There may be times that it pays to bring other family members into the treatment setting, either because their perspectives can add to the treatment or because they affect the treatment and the patient’s ability to make life changes.
Including them can broaden the work, change the focus from primarily the patient’s alcohol misuse to include other intrapsychic and interpersonal issues. Others can –
- provide information the patient isn’t aware of or is unlikely to tell.
- support each other when dealing with the patient.
- learn to modify unhealthy relationship patterns involving the patient.
- pressure the patient for change.
It can also be useful to have a few couple or family sessions at times when individual treatment has bogged down.
Preparation should include some anticipation of the likely effect that including others in the session can have, and a plan to review the family or couple session with the patient in subsequent individual sessions. Different patients will have different reactions, including a sense that you have abandoned them, that you have given them or the others more attention or credibility, that you will or should fight their family battles for them, and so on.
IN TIMES OF CRISIS
See Section 26 regarding informing others of dangers. If others are already involved in helping the patient, then if the patient experiences a crisis, he/she will be more likely to call on them for help, and they will be more likely to give it.
21c. Formats for Involving Others
Others can be involved in a wide variety of ways, depending on their needs and the needs of your patient.
If you decide to continue working with your patient individually, you can –
- see others individually also. The others can be seen either as adjunctive to treatment of the identified patient, or they can have their own therapy. If they are adjunctive, that point should be clear. If you see them for their own treatment, it can be valuable to hear reports of family interactions from multiple perspectives and can give you a richer overall understanding of each of the family members. It can also raise issues of conflict of interest for you when two or more people have conflicting needs and perspectives.
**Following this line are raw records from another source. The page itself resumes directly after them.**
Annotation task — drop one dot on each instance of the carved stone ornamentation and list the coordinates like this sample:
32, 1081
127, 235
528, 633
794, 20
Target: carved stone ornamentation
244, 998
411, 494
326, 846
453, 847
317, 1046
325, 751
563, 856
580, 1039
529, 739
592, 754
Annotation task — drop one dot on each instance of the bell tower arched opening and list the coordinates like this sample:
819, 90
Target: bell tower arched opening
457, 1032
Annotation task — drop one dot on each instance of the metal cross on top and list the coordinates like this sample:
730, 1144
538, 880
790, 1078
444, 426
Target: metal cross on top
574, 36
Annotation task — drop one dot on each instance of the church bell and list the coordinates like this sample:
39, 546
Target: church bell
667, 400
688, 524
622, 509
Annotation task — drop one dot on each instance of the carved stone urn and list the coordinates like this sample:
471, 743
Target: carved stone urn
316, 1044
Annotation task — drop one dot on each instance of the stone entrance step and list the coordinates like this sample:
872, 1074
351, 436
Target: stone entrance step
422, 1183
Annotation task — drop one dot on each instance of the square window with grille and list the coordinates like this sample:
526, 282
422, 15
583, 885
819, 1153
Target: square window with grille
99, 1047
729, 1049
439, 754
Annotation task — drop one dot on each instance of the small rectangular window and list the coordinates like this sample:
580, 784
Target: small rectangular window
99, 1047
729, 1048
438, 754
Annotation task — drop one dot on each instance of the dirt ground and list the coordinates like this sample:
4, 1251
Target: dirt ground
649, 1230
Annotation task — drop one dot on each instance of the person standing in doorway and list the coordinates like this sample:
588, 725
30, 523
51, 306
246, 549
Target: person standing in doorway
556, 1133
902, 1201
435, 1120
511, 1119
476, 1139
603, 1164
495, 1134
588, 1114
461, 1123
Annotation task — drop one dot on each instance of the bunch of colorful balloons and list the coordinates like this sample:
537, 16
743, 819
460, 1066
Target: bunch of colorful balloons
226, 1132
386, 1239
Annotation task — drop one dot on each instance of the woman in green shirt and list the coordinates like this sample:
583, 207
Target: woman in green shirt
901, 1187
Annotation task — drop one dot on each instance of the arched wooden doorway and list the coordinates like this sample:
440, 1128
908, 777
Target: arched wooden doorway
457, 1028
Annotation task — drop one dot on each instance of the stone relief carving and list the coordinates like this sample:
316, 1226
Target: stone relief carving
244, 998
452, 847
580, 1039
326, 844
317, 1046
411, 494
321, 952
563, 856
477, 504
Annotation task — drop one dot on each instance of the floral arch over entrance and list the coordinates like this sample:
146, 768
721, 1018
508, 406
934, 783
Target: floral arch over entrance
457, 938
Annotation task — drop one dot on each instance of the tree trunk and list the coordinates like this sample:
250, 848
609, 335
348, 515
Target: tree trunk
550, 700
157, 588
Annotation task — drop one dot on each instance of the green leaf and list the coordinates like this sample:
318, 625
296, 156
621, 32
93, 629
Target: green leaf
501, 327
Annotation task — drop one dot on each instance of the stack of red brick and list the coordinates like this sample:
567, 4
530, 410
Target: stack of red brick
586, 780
- send others to a different therapist or therapists for their own individual treatment. Depending on when in the treatment process you do this, it can lead to feelings of rejection on the part of the patient referred out. At the same time, it can avoid some potential conflicts. You can coordinate treatment with the other therapist as needed.
- have others in to the patient’s sessions individually or as a family as needed, to provide information or to work on specific issues in their relationships.
- send others to Al-Anon or Al-a-Teen for support.
You may decide to combine individual sessions with ongoing couple or family therapy. In this case, you can
- work with your patient in parallel with the family work. As in dealing with different individuals, you get multiple perspectives but family members tend to assume that the identified patient has special priority to you. At the same time, the identified patient has to cope with changes in you as you switch from individual therapist to family therapist and back.
- send them to another therapist to deal with family issues. If you send them as a family, your patient may or may not be included in those family sessions. Here it can be valuable for you to keep in regular contact with the family therapist.
You can include others directly with the patient in family sessions. Here the family becomes the patient and individual work is adjunctive to it. Options include having the family sessions –
- with the patient.
- without the patient’s involvement, if necessary.
21d. Keeping Records
Any time that you contact others about your patient, whether it be about dangers that the patient may be facing him/herself or creating for them, you should make a record of it in the patient’s file, including details of who was contacted, what was said, when, under what circumstances, etc.
You should also record your discussion and your patient’s reaction in the non-notes section of his/her record, so that you can refer to it later on if necessary, without having to disclose your own therapy notes.